Nx.default_backend(EXLA.Backend)

Get data

data = Scidata.IMDBReviews.download()
{train_data, test_data} =
  data.review
  |> Enum.zip(data.sentiment)
  |> Enum.shuffle()
  |> Enum.split(23_000)

Tokenising

Let’s have a peek at our data and a potential tokenising strategy: normalise by downcasing and stripping punctuation. Splitting on whitespace.

Not suitable for everything but fits acceptably to problem scenario.

{review, _sentiment} = train_data |> hd()

normalise = fn (review) ->
review
|> String.downcase()
# remove punctuation and symbols
|> String.replace(~r/[\p{P}\p{S}]/, "")
|> String.split()
end

normalise.(review)

We’ll use a sparse representation by mapping words to an index. To do this we’ll map the most frequent words to avoid vocabulary bloat, i.e. a ginormous index.

frequencies =
  Enum.reduce(train_data, %{}, fn {review, _}, tokens -> 
    review 
    |> normalise.()
    |> Enum.reduce(tokens, &Map.update(&2, &1, 1, fn x -> x + 1 end))
    end)
# num_tokens is arbitrary limit
num_tokens = 1024

tokens =
  frequencies
  |> Enum.sort_by(&elem(&1, 1), :desc)
  |> Enum.take(num_tokens)
tokens =
  tokens
  |> Enum.with_index(fn {token, _}, i -> {token, i + 2} end)
  |> Map.new()

Note we’ve started indexing from 2. The 0 and 1 indexes are unassigned. These are for

  1. a padding token

    Nx requires static shapes and doesn’t support ragged tensors* (tensors of non-uniform dimensions), so you need a strategy to convert all of your input reviews to a uniform shape. The most common way to do this is by padding or truncating each sequence to a fixed length.

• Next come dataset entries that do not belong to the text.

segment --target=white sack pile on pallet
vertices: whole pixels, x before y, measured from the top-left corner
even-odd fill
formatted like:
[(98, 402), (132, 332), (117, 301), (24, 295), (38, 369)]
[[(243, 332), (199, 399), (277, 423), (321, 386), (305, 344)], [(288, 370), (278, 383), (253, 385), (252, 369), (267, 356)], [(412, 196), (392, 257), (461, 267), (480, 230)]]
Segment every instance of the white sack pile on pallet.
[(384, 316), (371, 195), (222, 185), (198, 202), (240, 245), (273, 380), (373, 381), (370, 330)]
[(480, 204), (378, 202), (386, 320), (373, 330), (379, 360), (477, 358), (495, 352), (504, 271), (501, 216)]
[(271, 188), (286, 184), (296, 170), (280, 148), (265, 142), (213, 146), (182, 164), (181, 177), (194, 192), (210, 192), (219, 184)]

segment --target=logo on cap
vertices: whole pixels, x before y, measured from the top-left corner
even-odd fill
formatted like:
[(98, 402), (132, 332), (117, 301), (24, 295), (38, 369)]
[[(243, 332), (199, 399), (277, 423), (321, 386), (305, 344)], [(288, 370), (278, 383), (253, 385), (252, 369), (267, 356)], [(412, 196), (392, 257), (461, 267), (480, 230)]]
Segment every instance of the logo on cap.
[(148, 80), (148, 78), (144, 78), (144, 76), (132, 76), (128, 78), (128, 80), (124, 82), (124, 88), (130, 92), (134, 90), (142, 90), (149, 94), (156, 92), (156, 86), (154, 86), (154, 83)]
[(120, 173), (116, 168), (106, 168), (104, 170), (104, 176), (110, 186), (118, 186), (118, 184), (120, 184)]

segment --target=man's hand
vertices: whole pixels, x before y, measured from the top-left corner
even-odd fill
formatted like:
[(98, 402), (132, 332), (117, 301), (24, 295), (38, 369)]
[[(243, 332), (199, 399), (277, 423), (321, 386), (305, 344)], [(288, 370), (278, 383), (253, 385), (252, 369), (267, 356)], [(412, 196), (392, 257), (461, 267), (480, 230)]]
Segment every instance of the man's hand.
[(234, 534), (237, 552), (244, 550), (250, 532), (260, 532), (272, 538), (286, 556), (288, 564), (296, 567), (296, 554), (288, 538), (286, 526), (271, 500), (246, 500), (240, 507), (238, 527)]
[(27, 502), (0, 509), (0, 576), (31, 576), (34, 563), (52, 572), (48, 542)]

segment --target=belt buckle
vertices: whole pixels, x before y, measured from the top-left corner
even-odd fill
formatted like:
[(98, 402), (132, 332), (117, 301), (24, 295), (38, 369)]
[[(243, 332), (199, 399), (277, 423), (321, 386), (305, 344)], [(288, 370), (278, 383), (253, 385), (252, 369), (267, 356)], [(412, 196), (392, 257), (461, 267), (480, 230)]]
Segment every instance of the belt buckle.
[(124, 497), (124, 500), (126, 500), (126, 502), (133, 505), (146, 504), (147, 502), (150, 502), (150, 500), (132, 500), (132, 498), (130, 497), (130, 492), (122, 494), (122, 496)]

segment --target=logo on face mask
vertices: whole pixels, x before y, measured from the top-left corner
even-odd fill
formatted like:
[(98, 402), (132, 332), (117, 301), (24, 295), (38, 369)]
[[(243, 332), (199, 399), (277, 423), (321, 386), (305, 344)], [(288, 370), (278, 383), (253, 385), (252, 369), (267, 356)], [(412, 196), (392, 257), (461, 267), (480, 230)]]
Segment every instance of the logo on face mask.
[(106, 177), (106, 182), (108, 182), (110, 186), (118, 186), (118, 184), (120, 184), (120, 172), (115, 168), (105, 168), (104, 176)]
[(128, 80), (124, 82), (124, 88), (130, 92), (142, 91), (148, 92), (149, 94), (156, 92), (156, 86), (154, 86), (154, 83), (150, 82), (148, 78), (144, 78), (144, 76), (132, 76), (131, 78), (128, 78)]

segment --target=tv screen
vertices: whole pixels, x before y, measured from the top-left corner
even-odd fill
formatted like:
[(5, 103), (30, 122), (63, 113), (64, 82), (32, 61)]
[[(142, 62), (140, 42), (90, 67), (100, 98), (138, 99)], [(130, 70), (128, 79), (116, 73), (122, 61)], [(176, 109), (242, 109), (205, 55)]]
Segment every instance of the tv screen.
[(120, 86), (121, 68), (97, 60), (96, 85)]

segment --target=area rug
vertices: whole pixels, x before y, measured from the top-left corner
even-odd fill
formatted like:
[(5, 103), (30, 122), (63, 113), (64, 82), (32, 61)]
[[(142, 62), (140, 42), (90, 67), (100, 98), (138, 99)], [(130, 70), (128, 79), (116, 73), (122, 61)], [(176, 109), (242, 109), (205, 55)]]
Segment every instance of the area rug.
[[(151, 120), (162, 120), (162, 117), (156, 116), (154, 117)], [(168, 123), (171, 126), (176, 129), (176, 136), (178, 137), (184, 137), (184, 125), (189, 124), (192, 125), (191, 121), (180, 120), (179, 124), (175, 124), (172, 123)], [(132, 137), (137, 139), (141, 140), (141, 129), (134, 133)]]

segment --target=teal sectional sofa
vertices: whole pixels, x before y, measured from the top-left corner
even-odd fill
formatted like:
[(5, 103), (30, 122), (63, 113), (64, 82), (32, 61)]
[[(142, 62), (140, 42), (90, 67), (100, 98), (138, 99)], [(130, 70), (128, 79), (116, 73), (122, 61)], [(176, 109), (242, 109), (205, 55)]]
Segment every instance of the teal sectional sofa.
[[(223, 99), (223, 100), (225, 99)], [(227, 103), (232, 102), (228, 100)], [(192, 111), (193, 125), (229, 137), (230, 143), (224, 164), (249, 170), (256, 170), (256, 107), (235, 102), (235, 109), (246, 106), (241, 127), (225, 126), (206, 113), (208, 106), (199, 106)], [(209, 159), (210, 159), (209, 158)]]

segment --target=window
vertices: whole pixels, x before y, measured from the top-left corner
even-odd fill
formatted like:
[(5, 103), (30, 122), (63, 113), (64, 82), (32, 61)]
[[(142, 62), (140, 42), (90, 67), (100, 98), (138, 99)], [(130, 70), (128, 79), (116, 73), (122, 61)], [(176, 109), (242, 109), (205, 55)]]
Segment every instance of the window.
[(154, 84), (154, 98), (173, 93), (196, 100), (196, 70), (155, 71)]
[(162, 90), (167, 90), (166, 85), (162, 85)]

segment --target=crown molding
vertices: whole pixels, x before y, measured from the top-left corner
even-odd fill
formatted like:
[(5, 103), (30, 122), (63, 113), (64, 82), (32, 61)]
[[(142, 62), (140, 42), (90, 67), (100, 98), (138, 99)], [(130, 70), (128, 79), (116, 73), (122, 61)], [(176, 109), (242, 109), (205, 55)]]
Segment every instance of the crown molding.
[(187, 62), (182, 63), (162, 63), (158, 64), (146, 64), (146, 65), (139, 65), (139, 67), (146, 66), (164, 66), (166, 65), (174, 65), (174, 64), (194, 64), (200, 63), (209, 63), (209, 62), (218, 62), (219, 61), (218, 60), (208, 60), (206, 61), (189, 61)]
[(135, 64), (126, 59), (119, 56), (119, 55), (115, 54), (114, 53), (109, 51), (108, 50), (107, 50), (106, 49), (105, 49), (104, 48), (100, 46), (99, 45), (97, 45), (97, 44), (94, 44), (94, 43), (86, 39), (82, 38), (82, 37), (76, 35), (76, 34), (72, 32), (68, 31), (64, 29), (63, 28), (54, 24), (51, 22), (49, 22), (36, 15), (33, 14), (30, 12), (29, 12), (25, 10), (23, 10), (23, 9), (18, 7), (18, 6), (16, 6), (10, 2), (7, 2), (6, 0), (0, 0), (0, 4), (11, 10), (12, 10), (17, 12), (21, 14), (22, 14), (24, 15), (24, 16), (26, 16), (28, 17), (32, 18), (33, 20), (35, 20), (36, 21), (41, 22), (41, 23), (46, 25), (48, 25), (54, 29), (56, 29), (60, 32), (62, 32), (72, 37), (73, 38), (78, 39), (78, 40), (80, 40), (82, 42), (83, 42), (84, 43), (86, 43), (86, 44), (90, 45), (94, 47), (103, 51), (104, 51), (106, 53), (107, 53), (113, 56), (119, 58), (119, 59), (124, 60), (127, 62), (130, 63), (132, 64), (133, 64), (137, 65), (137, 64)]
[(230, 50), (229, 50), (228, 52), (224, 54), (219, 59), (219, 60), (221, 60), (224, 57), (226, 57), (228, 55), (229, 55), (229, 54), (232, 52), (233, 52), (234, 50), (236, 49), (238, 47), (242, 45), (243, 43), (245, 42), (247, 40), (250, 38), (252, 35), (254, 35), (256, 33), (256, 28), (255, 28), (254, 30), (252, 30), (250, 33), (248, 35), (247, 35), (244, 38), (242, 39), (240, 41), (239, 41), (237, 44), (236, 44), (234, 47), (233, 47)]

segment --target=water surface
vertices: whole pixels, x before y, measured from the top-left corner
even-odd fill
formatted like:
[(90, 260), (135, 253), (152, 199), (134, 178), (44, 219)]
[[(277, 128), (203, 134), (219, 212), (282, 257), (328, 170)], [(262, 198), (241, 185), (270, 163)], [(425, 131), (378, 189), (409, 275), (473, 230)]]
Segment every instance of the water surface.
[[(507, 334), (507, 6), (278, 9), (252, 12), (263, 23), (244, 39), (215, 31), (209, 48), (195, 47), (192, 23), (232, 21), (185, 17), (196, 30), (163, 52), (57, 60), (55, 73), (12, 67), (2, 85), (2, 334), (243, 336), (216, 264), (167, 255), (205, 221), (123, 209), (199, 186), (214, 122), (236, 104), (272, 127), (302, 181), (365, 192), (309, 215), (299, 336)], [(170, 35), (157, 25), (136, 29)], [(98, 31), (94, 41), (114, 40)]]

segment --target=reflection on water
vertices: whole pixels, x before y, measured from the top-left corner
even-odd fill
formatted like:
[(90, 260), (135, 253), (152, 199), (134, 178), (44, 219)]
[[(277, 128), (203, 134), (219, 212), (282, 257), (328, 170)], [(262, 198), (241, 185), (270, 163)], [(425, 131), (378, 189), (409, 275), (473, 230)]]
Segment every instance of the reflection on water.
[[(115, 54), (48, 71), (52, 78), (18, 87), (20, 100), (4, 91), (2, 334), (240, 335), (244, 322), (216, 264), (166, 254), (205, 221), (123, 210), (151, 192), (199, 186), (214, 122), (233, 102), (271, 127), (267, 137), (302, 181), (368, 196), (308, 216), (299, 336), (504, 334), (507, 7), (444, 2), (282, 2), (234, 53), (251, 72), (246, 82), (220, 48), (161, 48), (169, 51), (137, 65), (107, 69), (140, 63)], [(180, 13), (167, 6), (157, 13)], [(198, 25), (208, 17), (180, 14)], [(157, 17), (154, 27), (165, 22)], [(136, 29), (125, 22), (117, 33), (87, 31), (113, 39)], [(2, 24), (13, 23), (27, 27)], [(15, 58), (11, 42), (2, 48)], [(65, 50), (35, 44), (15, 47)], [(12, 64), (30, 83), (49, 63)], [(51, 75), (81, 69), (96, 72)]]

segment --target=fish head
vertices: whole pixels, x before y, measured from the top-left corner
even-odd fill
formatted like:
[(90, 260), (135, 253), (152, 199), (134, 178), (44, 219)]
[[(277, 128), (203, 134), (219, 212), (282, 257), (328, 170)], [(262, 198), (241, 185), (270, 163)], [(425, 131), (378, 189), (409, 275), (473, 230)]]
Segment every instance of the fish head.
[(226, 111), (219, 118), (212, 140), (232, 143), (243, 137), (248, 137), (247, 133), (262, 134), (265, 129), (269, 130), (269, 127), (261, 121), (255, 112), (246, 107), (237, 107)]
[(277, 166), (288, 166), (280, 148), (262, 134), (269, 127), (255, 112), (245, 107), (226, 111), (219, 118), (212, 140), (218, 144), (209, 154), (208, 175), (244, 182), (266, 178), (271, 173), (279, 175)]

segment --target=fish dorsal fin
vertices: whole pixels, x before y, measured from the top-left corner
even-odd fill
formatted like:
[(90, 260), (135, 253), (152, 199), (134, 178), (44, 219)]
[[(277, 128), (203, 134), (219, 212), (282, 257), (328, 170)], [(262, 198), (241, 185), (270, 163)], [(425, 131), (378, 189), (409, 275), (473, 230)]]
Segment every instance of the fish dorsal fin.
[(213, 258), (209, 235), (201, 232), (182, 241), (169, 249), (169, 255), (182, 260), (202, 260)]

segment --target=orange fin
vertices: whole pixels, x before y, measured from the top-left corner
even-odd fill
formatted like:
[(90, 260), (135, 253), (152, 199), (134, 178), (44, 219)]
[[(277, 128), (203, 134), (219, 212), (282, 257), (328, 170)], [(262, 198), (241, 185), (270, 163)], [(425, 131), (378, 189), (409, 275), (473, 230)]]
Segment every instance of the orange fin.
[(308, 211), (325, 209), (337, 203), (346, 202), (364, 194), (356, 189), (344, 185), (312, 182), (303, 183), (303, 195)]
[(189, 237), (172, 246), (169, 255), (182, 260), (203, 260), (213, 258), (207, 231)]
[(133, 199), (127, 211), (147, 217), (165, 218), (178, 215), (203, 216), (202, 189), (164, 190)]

  2. the OOV tokens (as a category)

    We need to account for the words that’ll fall outside this vocabulary, out-of-vocab(OOV) tokens.

*Some frameworks support working with ragged tensors.

Enum.find(tokens, "No zero or one index found", fn {_t,i} -> i == 0 or i == 1 end )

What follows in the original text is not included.